レポート

研究開発戦略ローンチアウトー第47回「QS-APPLE会議に参加して 〜世界大学ランキングにおける日本の大学の弱点である「国際化の遅れ」を実感〜」

2013.07.22

チャップマン純子 氏 / 科学技術振興機構 研究開発戦略センター 海外動向ユニット フェロー

チャップマン純子(科学技術振興機構 研究開発戦略センター 海外動向ユニット フェロー)

第8回QS-APPLE会議

 昨年11月にインドネシアで開催された、QS主催の「第8回QS-APPLE会議」に出席した。韓国をはじめとする近隣アジア諸国に比べた場合の日本の高等教育の国際化の遅れについては、これまでも耳にしたことはあったものの、実際にこのような会議の場で見聞きすると、驚くことが多くあった。同会議について、私個人の発見や感想と併せてご紹介したい。

 「QS」とは「Quacquarelli Symonds(クアクアレリ・シモンズ)社」(本社:英国)の略称である。1990年にNunzio Quaquarelli氏により設立され、「QS世界大学ランキング」の他、MBA取得者の就職企業別給与やビジネススクールのランキングを発表するなど、主に高等教育に関する情報や助言を提供する企業である。学生のキャリア構築に重要な海外留学を推進するための出版やイベントを開催する一方、学生を雇用する側の企業にとって有用な情報発信もおこなっている。

 QS-APPLEの「APPLE」は「Asia-Pacific Professional Leaders in Education Conference and Exhibition」の略。
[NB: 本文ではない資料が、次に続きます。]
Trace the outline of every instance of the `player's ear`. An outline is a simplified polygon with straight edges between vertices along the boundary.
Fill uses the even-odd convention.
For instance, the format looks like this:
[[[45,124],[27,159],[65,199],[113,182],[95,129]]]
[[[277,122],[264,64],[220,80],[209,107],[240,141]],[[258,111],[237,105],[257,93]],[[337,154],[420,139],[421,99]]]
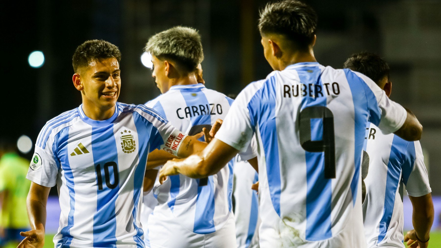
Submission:
[[[280,50],[279,44],[272,40],[269,40],[269,41],[273,56],[278,59],[280,58],[282,56],[282,50]]]
[[[169,62],[168,62],[168,61],[167,60],[164,61],[164,69],[165,70],[165,76],[167,77],[168,78],[168,76],[170,75],[171,72],[170,70],[172,69],[171,68],[171,66],[172,65]]]
[[[385,85],[384,88],[383,88],[385,92],[386,93],[386,95],[389,97],[390,96],[390,94],[392,93],[392,82],[389,81]]]
[[[72,76],[72,81],[74,83],[75,88],[80,91],[83,89],[83,85],[81,83],[81,79],[80,74],[78,73],[74,74]]]

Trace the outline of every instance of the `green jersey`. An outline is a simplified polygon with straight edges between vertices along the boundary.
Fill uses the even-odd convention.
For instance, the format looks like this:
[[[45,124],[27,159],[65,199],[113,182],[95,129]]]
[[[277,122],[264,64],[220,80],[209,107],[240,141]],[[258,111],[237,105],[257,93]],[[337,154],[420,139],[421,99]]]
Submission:
[[[0,226],[4,228],[28,227],[26,197],[30,181],[26,179],[30,161],[15,153],[0,158],[0,192],[4,193]]]

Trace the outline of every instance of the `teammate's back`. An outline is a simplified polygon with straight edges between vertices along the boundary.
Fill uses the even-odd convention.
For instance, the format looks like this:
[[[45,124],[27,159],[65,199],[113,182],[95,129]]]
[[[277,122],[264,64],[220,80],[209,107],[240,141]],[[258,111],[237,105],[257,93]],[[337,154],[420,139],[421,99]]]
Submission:
[[[317,21],[301,2],[268,4],[258,26],[274,71],[242,91],[204,151],[160,172],[161,181],[175,171],[212,174],[255,133],[262,248],[366,247],[360,166],[367,122],[407,139],[421,136],[416,118],[372,80],[316,62]]]
[[[310,62],[273,72],[238,96],[233,106],[246,106],[259,143],[260,236],[266,245],[365,245],[364,127],[368,118],[379,125],[383,113],[380,126],[394,132],[406,118],[383,95],[361,74]]]

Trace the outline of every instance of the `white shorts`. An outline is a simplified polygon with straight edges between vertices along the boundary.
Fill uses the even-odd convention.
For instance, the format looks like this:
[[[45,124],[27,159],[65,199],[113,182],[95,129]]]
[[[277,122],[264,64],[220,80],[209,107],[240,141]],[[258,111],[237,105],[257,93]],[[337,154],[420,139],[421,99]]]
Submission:
[[[361,204],[361,200],[359,201]],[[361,213],[353,213],[339,233],[333,233],[332,237],[329,239],[315,241],[302,239],[300,237],[304,237],[304,234],[302,235],[299,230],[289,226],[279,225],[278,229],[277,229],[262,222],[259,229],[259,244],[261,248],[366,248],[366,244],[361,216]]]
[[[165,216],[155,211],[149,218],[149,237],[151,248],[230,248],[236,247],[234,217],[225,225],[208,234],[195,233],[176,221],[171,211]]]

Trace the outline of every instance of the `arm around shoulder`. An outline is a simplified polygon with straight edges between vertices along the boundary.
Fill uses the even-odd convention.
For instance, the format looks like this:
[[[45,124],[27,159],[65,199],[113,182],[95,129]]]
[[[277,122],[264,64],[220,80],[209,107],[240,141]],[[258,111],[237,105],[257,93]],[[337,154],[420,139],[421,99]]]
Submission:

QS-APPLE会議は、アジア太平洋地域でグローバル・パートナーシップを通じて世界クラスの大学設立を支援することを目的にQSが開催する年次会議で、毎年40カ国以上から1000人近い参加者が集まる。毎回異なるホスト国・大学が共催となり、これまでシンガポール、香港、韓国、マレーシア、フィリピン、インドネシアで開催され、今後2018年までに韓国や中国、台湾、豪州で開催されることが既に決定している。日本がこれまでホストとして同会議に関わったことはなく、今後関わる予定も現在のところない。対して、シンガポールや韓国を始めとする国々は積極的にホストを務めている。
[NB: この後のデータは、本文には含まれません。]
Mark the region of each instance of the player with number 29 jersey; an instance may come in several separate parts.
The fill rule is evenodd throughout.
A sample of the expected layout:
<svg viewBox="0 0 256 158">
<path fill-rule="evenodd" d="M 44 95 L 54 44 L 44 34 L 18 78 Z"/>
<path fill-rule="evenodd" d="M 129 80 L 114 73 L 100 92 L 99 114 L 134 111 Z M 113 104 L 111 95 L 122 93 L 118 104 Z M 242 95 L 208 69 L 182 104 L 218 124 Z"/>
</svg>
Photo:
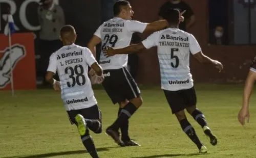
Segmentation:
<svg viewBox="0 0 256 158">
<path fill-rule="evenodd" d="M 94 35 L 101 39 L 100 65 L 103 70 L 117 69 L 126 67 L 127 55 L 120 55 L 106 58 L 102 51 L 108 46 L 121 48 L 129 46 L 135 32 L 143 33 L 147 23 L 136 20 L 126 20 L 114 17 L 99 27 Z"/>
<path fill-rule="evenodd" d="M 95 62 L 90 49 L 74 44 L 63 46 L 51 56 L 47 71 L 58 71 L 67 111 L 97 104 L 88 74 L 88 66 Z"/>
</svg>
 同会議では、主に国際化に向けた各大学の取り組みが発表されたが、延べ100名以上の発表者の中、日本の大学からの発表は3名のみ(うち2名は外国人教員)であった。また会議と同時並行で、各国からの大学による展示ブースを開設するスペースがあった。今回は45大学が出展して、海外からの留学生の招聘や国際協力の機会を拡大させるべく積極的なアピールをしていたが、日本の大学からの出展は皆無であった。一方、韓国からは5大学が、台湾からも4大学が出展していた。

世界大学ランキング

 ここで、主要な世界大学ランキングについて触れておきたい。QSと並んで有名なのは、英タイムズ紙の関連会社「Times Higher Education(THE)」による「THE世界大学ランキング」である。実はこのTHEとQSは、2004年から共同で「THE-QS世界大学ランキング」を発表していた。しかし評価方法に対する考え方の相違から、両社は2010年から別々にランキングを発表することとなり、現在に至っている。他にも、2003年開始の上海交通大学(中国)による「世界大学アカデミックランキング」などが挙げられるが、それぞれランキングが異なるのは、当然のことながら評価方法が異なるからである。例えば、QSではサーベイによるアカデミックな評判に最大の重きを置いているのに対して、THEは論文引用率に、といった具合である。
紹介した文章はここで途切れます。